Marcos campaign adviser raises questions on integrity of May polls

30 May 2016

Abakada Rep. Jonathan Dela Cruz, Campaign Adviser of Vice Presidential candidate Senator Ferdinand “Bongbong” R. Marcos, Jr. today raised questions on the integrity of the May 2016 elections although he said they respect the decision of the National Board of Canvassers.

The NBOC today proclaimed Davao Mayor Rodrigo Duterte and Camarines Sur Rep. Leni Robredo as the duly elected President and Vice President, respectively.

In a speech before the House of Representatives approving the resolution proclaiming the winners, Dela Cruz said that for now “partisan feelings must yield to patriotic duty.”

“While I strongly disagree with the National Board of Canvassers count, I accept it, we accept it. I offer our congratulations and Godspeed,” he said.

However, he called for a united effort to correct the “infirmities” of the country’s automated election system since it was first used in 2008, and in subsequent elections until the May 9, 2016 polls. He noted that no less than former Commission on Elections Commissioner Christian Monsod said the various concerns raised by various parties have damaged the integrity of the AES.

“Clearly the system as we know it and as implemented in the past three automated elections by the Comelec and its technology partner, a company now known as “Smart magic” has proven to be vulnerable to external interference. It is vulnerable to rigging and manipulations,” Dela Cruz said.

He said they will prove this accusation at the proper time and forum.

Dela Cruz said Comelec should answer various questions, including what it has done about reports on alleged vote-buying, including the incident in Pikit, North Cotabato, whose video has gone viral in social media.

“Did the Comelec comply with the testing and sealing rules prior to issuing the authority for the system to be operated? I was told there were hosts of issues and concerns that remained unanswered,” he said.

Likewise, he noted reports that 30 Consolidation and Canvassing System servers were brought to a Smartmatic warehouse in Sta. Rosa but no report was given to the public as to what was done with them.

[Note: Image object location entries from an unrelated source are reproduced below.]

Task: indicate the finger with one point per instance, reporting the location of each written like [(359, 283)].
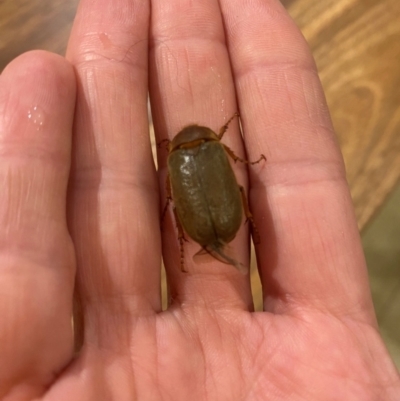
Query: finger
[(191, 83), (114, 215), (310, 252), (37, 96)]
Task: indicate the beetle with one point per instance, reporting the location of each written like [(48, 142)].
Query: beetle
[(208, 201)]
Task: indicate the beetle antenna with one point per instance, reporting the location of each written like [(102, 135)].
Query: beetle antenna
[(224, 128), (166, 141)]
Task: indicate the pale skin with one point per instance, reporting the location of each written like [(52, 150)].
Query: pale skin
[(80, 207)]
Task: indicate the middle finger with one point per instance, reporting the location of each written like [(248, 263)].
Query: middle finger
[(191, 83)]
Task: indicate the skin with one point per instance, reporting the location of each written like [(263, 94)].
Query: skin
[(80, 202)]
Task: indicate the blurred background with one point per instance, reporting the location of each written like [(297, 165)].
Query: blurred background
[(356, 45)]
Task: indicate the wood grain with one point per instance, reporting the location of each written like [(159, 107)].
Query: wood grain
[(34, 24), (356, 45)]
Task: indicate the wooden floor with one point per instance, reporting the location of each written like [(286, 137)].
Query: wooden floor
[(356, 44)]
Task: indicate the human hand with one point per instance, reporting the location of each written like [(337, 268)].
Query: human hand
[(317, 338)]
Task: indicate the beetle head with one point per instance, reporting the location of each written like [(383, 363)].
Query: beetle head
[(192, 134)]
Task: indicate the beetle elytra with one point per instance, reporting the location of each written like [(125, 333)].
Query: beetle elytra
[(208, 201)]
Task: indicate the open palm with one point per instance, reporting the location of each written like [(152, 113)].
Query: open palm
[(80, 211)]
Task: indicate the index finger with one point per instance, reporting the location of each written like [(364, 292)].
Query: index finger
[(311, 252)]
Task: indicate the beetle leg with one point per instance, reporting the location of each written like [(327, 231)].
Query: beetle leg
[(181, 239), (249, 216), (225, 127), (231, 153), (168, 196)]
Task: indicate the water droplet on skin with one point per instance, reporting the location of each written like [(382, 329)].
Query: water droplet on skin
[(36, 117), (105, 40)]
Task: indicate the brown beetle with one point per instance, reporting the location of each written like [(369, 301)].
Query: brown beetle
[(208, 201)]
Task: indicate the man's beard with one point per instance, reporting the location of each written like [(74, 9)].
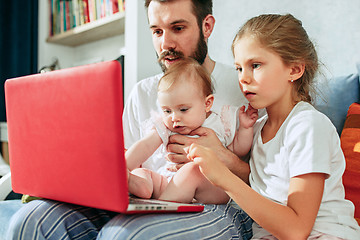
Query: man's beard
[(199, 54)]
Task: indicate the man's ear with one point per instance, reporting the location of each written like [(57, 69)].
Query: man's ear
[(209, 100), (297, 70), (208, 25)]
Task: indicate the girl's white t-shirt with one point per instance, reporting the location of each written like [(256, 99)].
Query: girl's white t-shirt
[(307, 142)]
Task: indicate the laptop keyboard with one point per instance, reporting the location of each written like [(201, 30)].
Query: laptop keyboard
[(143, 201)]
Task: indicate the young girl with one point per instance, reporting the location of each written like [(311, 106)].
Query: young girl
[(296, 161), (185, 97)]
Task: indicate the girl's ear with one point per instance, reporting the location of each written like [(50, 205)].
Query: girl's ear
[(296, 71), (208, 26), (209, 100)]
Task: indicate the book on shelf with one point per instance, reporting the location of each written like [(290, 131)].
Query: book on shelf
[(68, 14)]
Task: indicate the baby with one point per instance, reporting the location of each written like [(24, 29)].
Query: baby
[(185, 95)]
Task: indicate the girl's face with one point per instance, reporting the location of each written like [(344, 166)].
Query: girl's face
[(184, 107), (263, 77)]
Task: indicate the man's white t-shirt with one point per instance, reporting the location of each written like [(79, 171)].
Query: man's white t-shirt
[(307, 142), (143, 100)]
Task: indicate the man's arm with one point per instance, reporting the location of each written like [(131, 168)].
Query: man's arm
[(207, 138)]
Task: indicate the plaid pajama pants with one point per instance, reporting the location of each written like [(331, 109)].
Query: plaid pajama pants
[(45, 219)]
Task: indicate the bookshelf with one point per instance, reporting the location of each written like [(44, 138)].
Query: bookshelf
[(92, 31)]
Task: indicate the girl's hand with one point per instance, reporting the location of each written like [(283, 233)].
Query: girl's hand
[(248, 118), (212, 168)]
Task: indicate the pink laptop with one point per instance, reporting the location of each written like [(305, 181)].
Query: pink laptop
[(66, 140)]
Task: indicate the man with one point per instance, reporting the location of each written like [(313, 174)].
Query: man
[(179, 28)]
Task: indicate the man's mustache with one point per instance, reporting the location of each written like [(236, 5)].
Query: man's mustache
[(171, 53)]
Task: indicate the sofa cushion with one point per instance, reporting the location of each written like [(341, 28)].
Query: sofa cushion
[(336, 95), (350, 144)]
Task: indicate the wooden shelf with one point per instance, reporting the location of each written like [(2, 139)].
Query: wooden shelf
[(103, 28)]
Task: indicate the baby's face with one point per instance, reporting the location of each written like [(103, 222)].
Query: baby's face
[(184, 108)]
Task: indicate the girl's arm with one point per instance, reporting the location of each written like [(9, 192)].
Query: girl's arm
[(292, 221), (140, 151), (242, 142)]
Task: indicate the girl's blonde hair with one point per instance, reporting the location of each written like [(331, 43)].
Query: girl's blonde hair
[(285, 35), (190, 70)]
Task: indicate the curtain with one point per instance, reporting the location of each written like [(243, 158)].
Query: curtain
[(18, 42)]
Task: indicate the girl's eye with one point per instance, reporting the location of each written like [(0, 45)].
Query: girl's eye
[(256, 65), (178, 28), (157, 32)]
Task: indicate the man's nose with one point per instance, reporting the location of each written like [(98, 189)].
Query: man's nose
[(175, 117), (168, 41)]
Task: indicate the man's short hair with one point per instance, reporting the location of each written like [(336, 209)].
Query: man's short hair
[(201, 8)]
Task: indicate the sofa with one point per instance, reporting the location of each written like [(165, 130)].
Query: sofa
[(336, 96)]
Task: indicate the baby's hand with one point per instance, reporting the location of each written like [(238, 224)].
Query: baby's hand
[(248, 118)]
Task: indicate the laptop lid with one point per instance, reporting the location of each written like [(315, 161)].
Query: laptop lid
[(66, 140), (65, 135)]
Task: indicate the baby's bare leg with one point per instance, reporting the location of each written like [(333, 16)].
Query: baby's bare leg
[(189, 183), (145, 183)]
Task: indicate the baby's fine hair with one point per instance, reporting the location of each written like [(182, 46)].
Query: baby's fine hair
[(285, 35), (186, 70)]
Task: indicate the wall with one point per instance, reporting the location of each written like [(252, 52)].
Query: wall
[(334, 27)]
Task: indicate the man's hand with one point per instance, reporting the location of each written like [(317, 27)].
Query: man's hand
[(207, 138)]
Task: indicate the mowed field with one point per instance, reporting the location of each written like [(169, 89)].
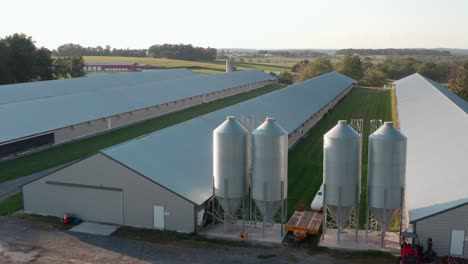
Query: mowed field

“Just this morning three whistle blowers publicly stated that there was a rogue canvassing center in Quezon which, ostensibly intercepted the results and consolidated the same and spewed these out with controversial results. Again this must be looked into,” he said.

In addition, he cited the change in the script of the transparency server that Smartmatic technician Marlon Garcia made without proper authorization from the Comelec en banc. While the poll body claimed it only resulted to cosmetic changes, Dela Cruz said many IT experts don’t buy this.

He stressed that Garcia was accused of doing similar unauthorized actions in the 2008, 2010 and 2013 polls.

Moreover, Dela Cruz insisted that the Comelec must allow a system audit after the canvassing is over, despite its rejection of Marcos’ request that such an audit be done earlier.

Dela Cruz also said the unusually-high number of undervotes, which reached around 3.5 million is another factor that raised question on the results of the election.

Given the slim margin between the top two vice presidential contenders of just over 260,000 votes, Dela Cruz said such an audit gains more significance “to ensure that no iota of doubt can be handed over to the mandate given to the two top officials of the land.”

Because of all these irregularities, Dela Cruz said they would urge the new Administration not to allow Smartmatic again to take part in the country’s electoral process.

To all these questions raised on the conduct of the 2016 automated elections Dela Cruz said the people deserve honest and responsive answers.

“They may not get the answers now but we will not stand still. We will start to sift the truth and provide the answers to the myriad questions, which had come and continue to come,” Dela Cruz said.